According to sources, this situation was growing as staff were supposedly waiting for a policy in order to deal with the cases, although management has claimed that there should have been no delay.
Some reports state that Chief Inspector of borders and immigration John Vine has said the decisions reached on many cases were understandable.
Although other reports state that when it came to the backlog of migrant cases concerning marriage, Mr. Vine’s view was that it was “unacceptable”.
He said: “It’s entirely unacceptable that cases are discovered in this way and go back for so many years.”
Mark Harper, the Immigration Minister, defended the UKBA. He said: “We inherited an agency which had a lot of problems, we've got a new management team to deal with it. They're getting a grip and dealing with it.”
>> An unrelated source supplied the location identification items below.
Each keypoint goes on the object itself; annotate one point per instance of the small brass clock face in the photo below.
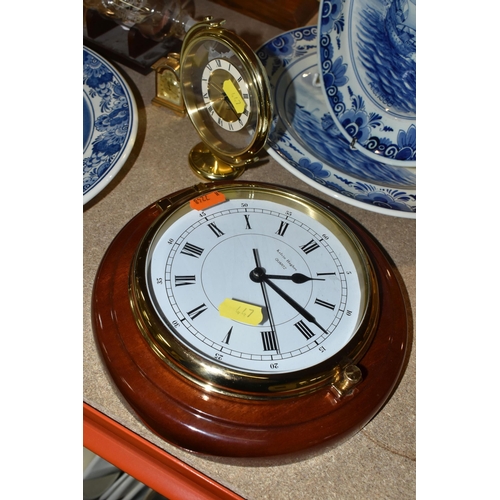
(262, 289)
(169, 86)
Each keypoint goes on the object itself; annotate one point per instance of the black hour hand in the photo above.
(295, 278)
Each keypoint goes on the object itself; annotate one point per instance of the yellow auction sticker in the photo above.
(241, 311)
(234, 96)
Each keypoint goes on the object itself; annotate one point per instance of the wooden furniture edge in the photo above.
(149, 464)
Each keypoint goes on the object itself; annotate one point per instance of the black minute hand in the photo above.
(259, 275)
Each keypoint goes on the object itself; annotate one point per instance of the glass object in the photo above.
(155, 19)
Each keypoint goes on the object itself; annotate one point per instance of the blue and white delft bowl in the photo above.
(109, 123)
(367, 56)
(305, 139)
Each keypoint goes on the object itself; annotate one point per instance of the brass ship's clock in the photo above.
(167, 81)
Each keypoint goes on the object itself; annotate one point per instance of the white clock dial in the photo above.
(257, 285)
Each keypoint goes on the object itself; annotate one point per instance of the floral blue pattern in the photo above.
(306, 141)
(368, 66)
(109, 126)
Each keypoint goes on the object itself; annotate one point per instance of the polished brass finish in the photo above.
(230, 151)
(208, 166)
(338, 371)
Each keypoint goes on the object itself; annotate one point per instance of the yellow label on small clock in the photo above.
(234, 96)
(241, 311)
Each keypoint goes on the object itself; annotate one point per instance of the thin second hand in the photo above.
(266, 299)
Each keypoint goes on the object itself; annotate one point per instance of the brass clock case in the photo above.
(167, 82)
(338, 370)
(186, 398)
(231, 137)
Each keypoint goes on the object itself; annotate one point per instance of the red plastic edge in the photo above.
(146, 462)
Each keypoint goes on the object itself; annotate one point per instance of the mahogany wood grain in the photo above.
(184, 414)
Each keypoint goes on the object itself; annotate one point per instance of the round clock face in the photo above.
(257, 283)
(225, 93)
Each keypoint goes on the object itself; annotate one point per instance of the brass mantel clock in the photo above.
(168, 88)
(242, 319)
(227, 97)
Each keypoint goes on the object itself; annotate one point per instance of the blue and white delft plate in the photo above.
(305, 140)
(367, 56)
(109, 123)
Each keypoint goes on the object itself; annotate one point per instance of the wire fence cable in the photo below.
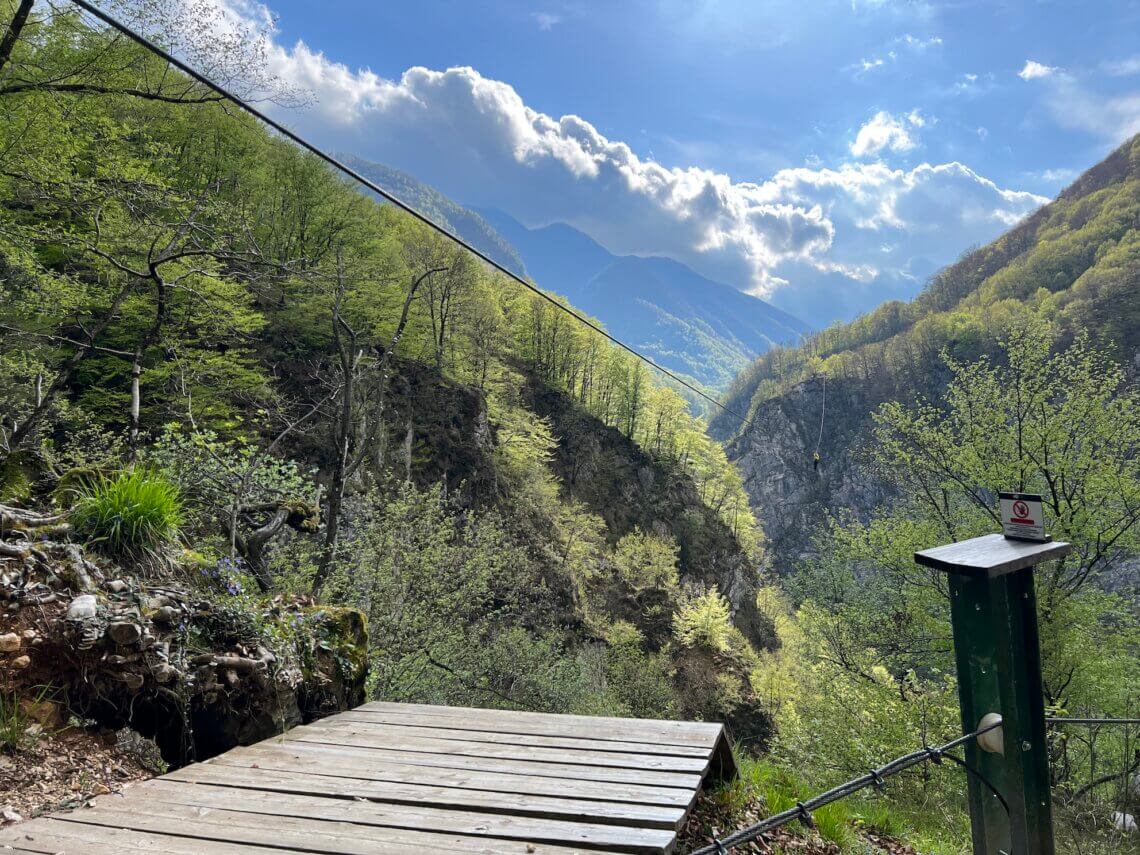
(237, 100)
(874, 778)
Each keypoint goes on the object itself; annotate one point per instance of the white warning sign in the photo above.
(1023, 516)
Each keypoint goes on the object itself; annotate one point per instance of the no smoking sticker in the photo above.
(1023, 516)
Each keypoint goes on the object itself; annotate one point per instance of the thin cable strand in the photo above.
(848, 788)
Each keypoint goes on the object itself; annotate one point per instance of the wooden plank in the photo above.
(365, 722)
(522, 767)
(300, 757)
(507, 766)
(320, 837)
(991, 555)
(523, 805)
(58, 836)
(634, 730)
(396, 822)
(426, 744)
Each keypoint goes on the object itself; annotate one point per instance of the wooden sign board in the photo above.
(1023, 516)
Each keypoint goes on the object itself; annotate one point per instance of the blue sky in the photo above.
(824, 154)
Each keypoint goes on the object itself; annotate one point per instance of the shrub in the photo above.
(129, 514)
(705, 623)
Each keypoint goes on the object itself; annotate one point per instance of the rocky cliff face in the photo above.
(200, 672)
(794, 497)
(601, 467)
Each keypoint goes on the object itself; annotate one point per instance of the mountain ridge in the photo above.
(690, 324)
(1076, 261)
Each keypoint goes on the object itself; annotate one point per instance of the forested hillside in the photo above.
(1076, 261)
(1016, 369)
(225, 368)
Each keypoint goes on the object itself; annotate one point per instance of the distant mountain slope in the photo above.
(1077, 260)
(703, 328)
(466, 224)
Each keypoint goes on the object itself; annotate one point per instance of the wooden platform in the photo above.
(391, 778)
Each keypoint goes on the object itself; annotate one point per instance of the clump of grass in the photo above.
(14, 724)
(880, 816)
(130, 514)
(833, 822)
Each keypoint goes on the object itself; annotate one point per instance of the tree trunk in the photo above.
(14, 30)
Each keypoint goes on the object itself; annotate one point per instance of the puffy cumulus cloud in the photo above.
(885, 131)
(804, 230)
(546, 21)
(1033, 70)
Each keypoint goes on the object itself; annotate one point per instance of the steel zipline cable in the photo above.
(335, 163)
(874, 778)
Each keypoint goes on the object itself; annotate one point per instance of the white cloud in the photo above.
(546, 21)
(917, 43)
(1034, 70)
(1123, 67)
(479, 141)
(887, 132)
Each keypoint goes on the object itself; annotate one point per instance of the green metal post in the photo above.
(998, 652)
(978, 693)
(1023, 707)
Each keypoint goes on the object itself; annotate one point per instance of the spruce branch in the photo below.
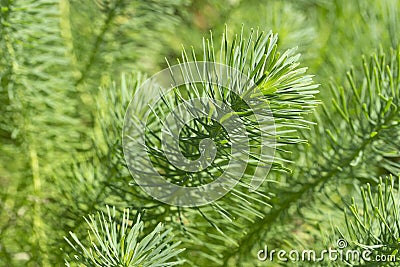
(375, 223)
(113, 243)
(357, 133)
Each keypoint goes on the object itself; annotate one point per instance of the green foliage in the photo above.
(63, 96)
(375, 225)
(114, 244)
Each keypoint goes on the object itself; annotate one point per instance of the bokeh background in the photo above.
(58, 162)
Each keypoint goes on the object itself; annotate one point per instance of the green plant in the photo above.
(69, 69)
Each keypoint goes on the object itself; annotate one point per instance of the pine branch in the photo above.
(123, 244)
(355, 137)
(375, 226)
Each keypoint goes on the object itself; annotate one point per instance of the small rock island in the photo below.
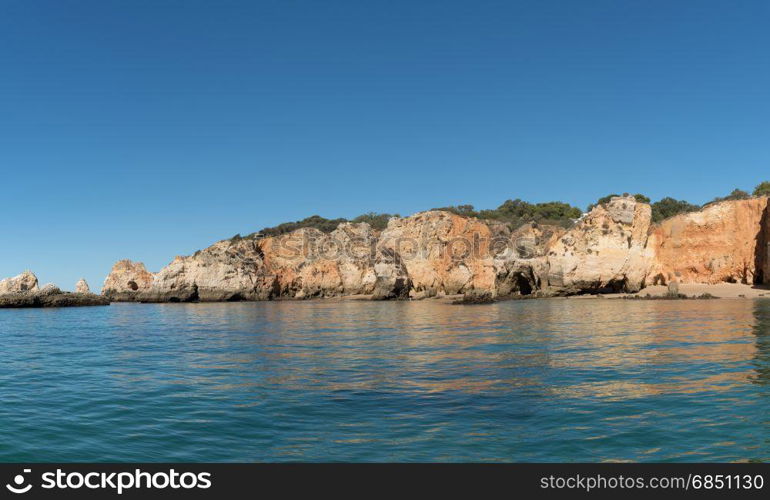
(23, 291)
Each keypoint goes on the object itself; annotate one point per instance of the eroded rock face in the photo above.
(24, 282)
(126, 280)
(724, 242)
(605, 251)
(613, 248)
(82, 286)
(434, 253)
(23, 291)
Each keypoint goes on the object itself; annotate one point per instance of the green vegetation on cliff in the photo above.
(518, 212)
(514, 213)
(376, 220)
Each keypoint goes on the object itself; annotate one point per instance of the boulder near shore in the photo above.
(23, 291)
(615, 248)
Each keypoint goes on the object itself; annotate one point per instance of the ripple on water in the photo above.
(549, 380)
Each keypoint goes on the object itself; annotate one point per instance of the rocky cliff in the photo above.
(611, 249)
(724, 242)
(23, 291)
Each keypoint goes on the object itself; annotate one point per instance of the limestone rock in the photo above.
(605, 251)
(724, 242)
(435, 252)
(49, 289)
(24, 282)
(126, 280)
(82, 286)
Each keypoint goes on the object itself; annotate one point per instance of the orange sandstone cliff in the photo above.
(614, 248)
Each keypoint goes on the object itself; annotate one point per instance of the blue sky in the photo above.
(146, 129)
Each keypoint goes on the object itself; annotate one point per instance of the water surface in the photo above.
(538, 380)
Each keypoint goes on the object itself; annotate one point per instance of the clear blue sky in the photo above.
(146, 129)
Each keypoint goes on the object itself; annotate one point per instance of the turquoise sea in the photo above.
(526, 381)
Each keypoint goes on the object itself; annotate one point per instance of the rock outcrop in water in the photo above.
(23, 291)
(82, 286)
(24, 282)
(614, 248)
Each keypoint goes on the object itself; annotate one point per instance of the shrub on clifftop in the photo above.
(762, 189)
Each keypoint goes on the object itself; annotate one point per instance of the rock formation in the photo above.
(24, 282)
(23, 291)
(126, 279)
(724, 242)
(82, 286)
(606, 250)
(613, 248)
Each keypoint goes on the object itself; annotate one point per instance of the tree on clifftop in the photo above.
(669, 207)
(606, 199)
(762, 189)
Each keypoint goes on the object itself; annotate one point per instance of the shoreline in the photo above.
(692, 291)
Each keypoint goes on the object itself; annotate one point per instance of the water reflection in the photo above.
(548, 380)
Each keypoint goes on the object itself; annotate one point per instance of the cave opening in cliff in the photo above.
(523, 285)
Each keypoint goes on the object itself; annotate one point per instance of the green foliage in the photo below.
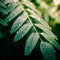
(26, 18)
(48, 51)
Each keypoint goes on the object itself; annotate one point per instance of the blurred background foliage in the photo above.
(50, 11)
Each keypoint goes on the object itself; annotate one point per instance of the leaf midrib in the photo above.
(29, 19)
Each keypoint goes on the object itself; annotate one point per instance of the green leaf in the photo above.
(3, 11)
(34, 15)
(31, 43)
(19, 21)
(11, 6)
(2, 5)
(51, 40)
(2, 22)
(0, 35)
(47, 31)
(47, 51)
(22, 32)
(13, 14)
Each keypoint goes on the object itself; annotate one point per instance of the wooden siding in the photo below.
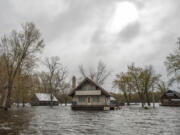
(103, 100)
(87, 92)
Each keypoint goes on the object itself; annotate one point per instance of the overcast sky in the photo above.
(118, 32)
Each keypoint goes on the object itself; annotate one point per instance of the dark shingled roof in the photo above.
(88, 80)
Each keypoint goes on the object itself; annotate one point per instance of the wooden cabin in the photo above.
(89, 96)
(43, 99)
(170, 98)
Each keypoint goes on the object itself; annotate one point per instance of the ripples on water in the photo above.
(62, 120)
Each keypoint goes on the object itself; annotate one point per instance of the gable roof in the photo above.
(89, 80)
(45, 97)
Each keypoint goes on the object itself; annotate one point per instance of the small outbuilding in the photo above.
(44, 99)
(88, 95)
(170, 98)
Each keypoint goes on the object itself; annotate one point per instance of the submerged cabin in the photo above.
(170, 98)
(43, 99)
(89, 96)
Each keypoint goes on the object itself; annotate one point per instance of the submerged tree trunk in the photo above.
(147, 98)
(8, 96)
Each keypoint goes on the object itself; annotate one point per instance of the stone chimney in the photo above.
(73, 82)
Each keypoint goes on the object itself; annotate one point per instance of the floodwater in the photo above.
(62, 120)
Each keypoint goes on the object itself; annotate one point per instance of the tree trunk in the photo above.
(148, 99)
(8, 96)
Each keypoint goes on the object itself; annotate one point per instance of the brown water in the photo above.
(62, 120)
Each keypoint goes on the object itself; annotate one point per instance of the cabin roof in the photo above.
(89, 80)
(45, 97)
(171, 91)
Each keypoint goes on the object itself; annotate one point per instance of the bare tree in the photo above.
(99, 75)
(124, 82)
(54, 80)
(19, 49)
(173, 64)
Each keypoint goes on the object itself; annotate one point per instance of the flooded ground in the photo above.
(62, 120)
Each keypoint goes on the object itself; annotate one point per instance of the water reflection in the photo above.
(62, 120)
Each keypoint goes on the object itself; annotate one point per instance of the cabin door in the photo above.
(89, 100)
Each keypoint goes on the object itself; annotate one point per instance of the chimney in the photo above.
(73, 82)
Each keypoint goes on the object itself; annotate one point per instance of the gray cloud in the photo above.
(76, 31)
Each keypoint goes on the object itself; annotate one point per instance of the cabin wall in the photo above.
(102, 100)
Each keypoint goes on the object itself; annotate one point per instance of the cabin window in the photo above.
(93, 87)
(82, 99)
(96, 99)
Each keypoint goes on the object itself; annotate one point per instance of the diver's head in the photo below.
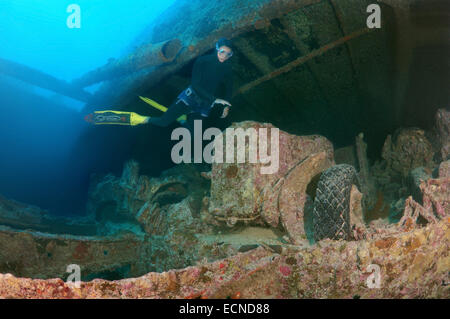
(224, 50)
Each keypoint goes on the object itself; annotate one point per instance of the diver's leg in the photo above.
(177, 109)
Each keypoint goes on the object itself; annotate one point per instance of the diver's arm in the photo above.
(197, 74)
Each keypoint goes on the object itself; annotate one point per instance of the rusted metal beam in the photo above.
(42, 80)
(297, 62)
(261, 62)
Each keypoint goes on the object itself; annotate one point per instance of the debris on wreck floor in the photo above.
(411, 265)
(234, 232)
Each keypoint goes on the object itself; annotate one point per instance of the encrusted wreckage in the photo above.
(147, 226)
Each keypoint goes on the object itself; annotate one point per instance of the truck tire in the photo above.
(331, 214)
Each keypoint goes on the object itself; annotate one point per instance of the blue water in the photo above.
(38, 128)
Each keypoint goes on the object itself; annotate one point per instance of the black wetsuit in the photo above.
(207, 75)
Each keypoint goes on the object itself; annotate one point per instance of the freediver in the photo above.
(209, 72)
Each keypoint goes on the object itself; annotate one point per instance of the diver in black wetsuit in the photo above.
(208, 73)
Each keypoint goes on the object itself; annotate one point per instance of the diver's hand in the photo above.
(222, 102)
(225, 112)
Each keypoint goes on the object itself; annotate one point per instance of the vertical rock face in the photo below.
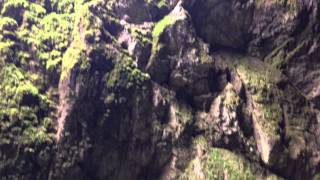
(163, 89)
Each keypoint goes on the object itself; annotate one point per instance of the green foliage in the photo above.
(222, 164)
(126, 75)
(161, 26)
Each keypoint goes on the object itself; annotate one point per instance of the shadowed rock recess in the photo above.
(159, 89)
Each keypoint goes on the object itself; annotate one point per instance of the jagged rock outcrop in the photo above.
(164, 89)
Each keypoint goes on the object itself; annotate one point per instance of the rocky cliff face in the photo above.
(160, 89)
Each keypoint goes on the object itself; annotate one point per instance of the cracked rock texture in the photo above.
(159, 89)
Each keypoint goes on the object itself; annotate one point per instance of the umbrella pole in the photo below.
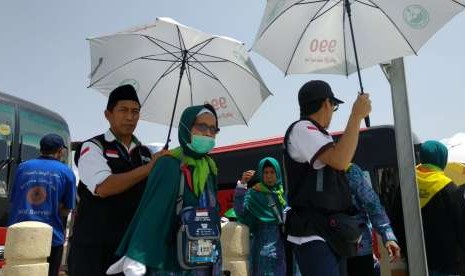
(349, 15)
(181, 73)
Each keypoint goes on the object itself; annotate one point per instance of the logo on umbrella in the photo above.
(416, 16)
(132, 82)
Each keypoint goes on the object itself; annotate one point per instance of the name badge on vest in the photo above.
(145, 159)
(112, 153)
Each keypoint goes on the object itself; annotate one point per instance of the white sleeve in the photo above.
(305, 141)
(92, 166)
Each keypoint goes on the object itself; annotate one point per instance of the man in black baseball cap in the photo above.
(311, 97)
(51, 143)
(315, 167)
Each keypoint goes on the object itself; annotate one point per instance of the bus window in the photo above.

Of the 14,000 cases concerning marriage, Mr. Harper explained that decisions were reached but that individuals should use the correct procedure if they wanted to oppose a decision.
When speaking to BBC Radio 4's Today Programme he said: “And what the Border Agency should have said in the past, it should have said 'no, there's an appeal process, if you don't like the decision, appeal'”.
A policy is now place to handle appeals when it comes to individuals wanting to stay in the UK.
However, Mr. Harper also said: “Those people who have been refused are not allowed to stay here should leave the country and we will be taking steps to make sure that they do."
It is understood that changes have been made with regards to many of the issues uncovered.